Maps Merge Data on Birds and Ships to Mitigate Oil Spills

A local scientist and entrepreneur is leadinga mapping project to find out where potential oil spills could have the worst effects on seabirds.

Martin Renner owns Turnagain Consulting based in Homer and has a background in biology. A little more than two years ago, Fish and Wildlife Service got a grant and contracted Renner.

“The motivation was fairly specific, for oil spills affecting birds in the Aleutian Islands.”

Seabird Density Mapping Tool - Photo by Shady Grove Oliver/KBBI
Seabird Density Mapping Tool – Photo by Shady Grove Oliver/KBBI

His job was to collect and collate data on bird population density and shipping traffic in the Aleutians and find out where they overlap the most.

“And you could interpret it both for the risk of a large catastrophic oil spill or for the risk of chronic oil pollution that is just the byproduct of any kind of industrial shipping activity.”

Basically, if there are a lot of ships traveling through a single area, that raises the likelihood of a spill there. That’s particularly dangerous if, say, there’s a large summer nesting population of seabirds in the same spot.

“The main choke point is in Unimak Pass near Dutch Harbor. We already knew that there are high densities of seabirds both in summer and in winter and every vessel that travels through the Bering Sea between east to west really needs to go through this one pass.”

That was something he expected to find. Something he didn’t expect was a buildup of vessels and birds just south of Sand Point near the shelf break, for example.

“Well, the data all existed before, but there was no analysis to really put it together. There was no model to show you what kind of seabird densities to expect in different places.”

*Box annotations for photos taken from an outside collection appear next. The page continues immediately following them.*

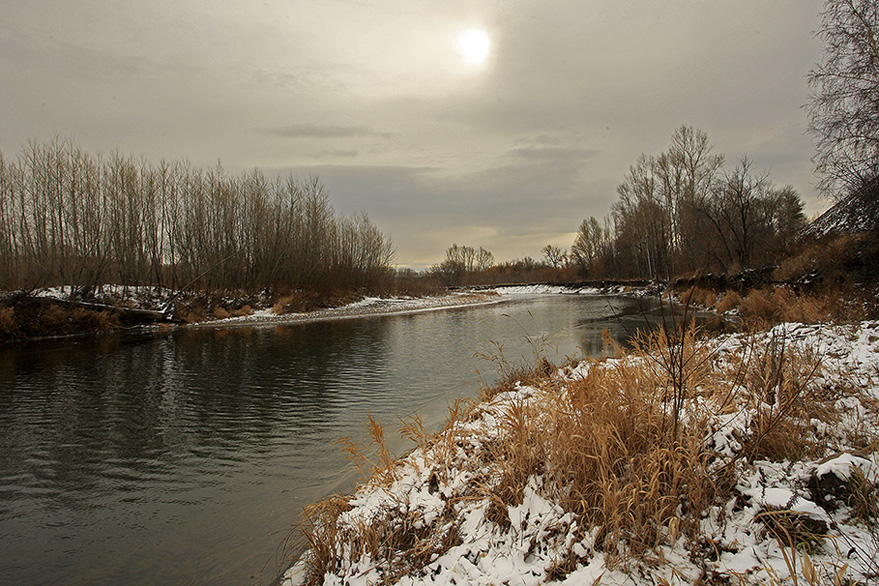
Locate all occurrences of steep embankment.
[284,322,879,586]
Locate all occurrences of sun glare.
[457,28,491,65]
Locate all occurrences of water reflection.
[0,297,696,584]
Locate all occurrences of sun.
[457,28,491,65]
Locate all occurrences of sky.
[0,0,827,269]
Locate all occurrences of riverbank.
[188,291,505,328]
[0,285,504,342]
[284,322,879,586]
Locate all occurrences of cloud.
[265,123,392,138]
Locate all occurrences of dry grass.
[0,307,20,340]
[714,290,742,313]
[303,322,875,585]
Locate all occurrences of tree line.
[0,139,394,292]
[571,126,805,279]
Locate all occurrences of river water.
[0,295,676,586]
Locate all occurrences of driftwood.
[47,299,173,322]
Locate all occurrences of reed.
[302,325,876,585]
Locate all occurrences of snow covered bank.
[284,322,879,586]
[190,291,504,327]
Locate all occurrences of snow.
[283,320,879,586]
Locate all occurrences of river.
[0,295,680,586]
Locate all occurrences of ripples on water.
[0,297,680,585]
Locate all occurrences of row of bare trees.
[0,139,394,291]
[571,126,805,279]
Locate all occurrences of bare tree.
[807,0,879,199]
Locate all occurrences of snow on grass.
[283,320,879,586]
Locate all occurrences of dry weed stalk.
[305,324,875,584]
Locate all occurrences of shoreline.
[187,292,508,329]
[282,321,879,586]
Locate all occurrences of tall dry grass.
[294,326,852,585]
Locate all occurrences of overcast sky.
[0,0,826,269]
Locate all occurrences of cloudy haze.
[0,0,824,268]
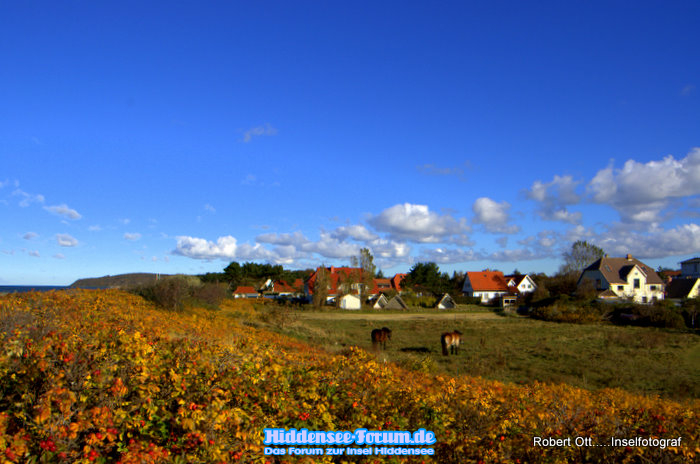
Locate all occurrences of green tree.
[311,265,331,308]
[559,240,605,275]
[401,262,450,295]
[343,248,377,302]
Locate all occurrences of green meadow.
[262,307,700,399]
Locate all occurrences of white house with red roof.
[504,274,537,293]
[578,255,665,303]
[462,271,515,303]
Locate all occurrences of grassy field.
[258,309,700,399]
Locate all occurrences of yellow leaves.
[34,406,51,424]
[109,377,129,397]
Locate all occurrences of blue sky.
[0,1,700,285]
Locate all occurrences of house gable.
[578,255,664,303]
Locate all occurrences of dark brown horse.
[440,330,462,356]
[372,327,391,351]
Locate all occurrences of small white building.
[339,294,362,309]
[372,293,389,309]
[505,274,537,293]
[577,255,665,303]
[681,258,700,279]
[462,271,509,303]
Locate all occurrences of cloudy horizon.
[0,2,700,285]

Renner says he did some of the data collection, but most of it came from observations going back decades. The bird data is based on at-ship surveys with observers on research and container vessels. They counted birds 10 minutes at a time and used GPS to mark their locations.

For the ship data, Renner says they were interested in large ocean-going ships like container vessels that carry a lot of fuel and could cause a large spill. Many of those ships have automated equipment that radios in their position with a weather report, for example.

He developed a mapping tool that put those two virtual maps on top of each other. The new map will inform oil spill mitigation efforts.

“There are now plans to put more response gear into the Aleutians, like into Dutch Harbor, like offshore tugboats. By having more data on where those critical areas are, it will allow us to make more informed decisions on strategically placing those resources.”

His map not only found new choke points, it showed that some old ideas on good places to put equipment and response gear weren’t that useful. For example, there had been plans to possibly station a tug in Adak.

“It’s fairly clear that Adak would not be an ideal spot. It’s far away from concentrations of shipping traffic and it’s also not really at the heart of the main seabird densities. You’d have to travel several days from Adak to get to a likely position, whereas at Sand Point, you’d be within an hour’s striking distance.”

Renner says this project is just one piece of a larger ongoing effort to utilize current technology to process information from the past and hopefully, better protect vulnerable species in an environment that’s getting busier and more industrialized every day.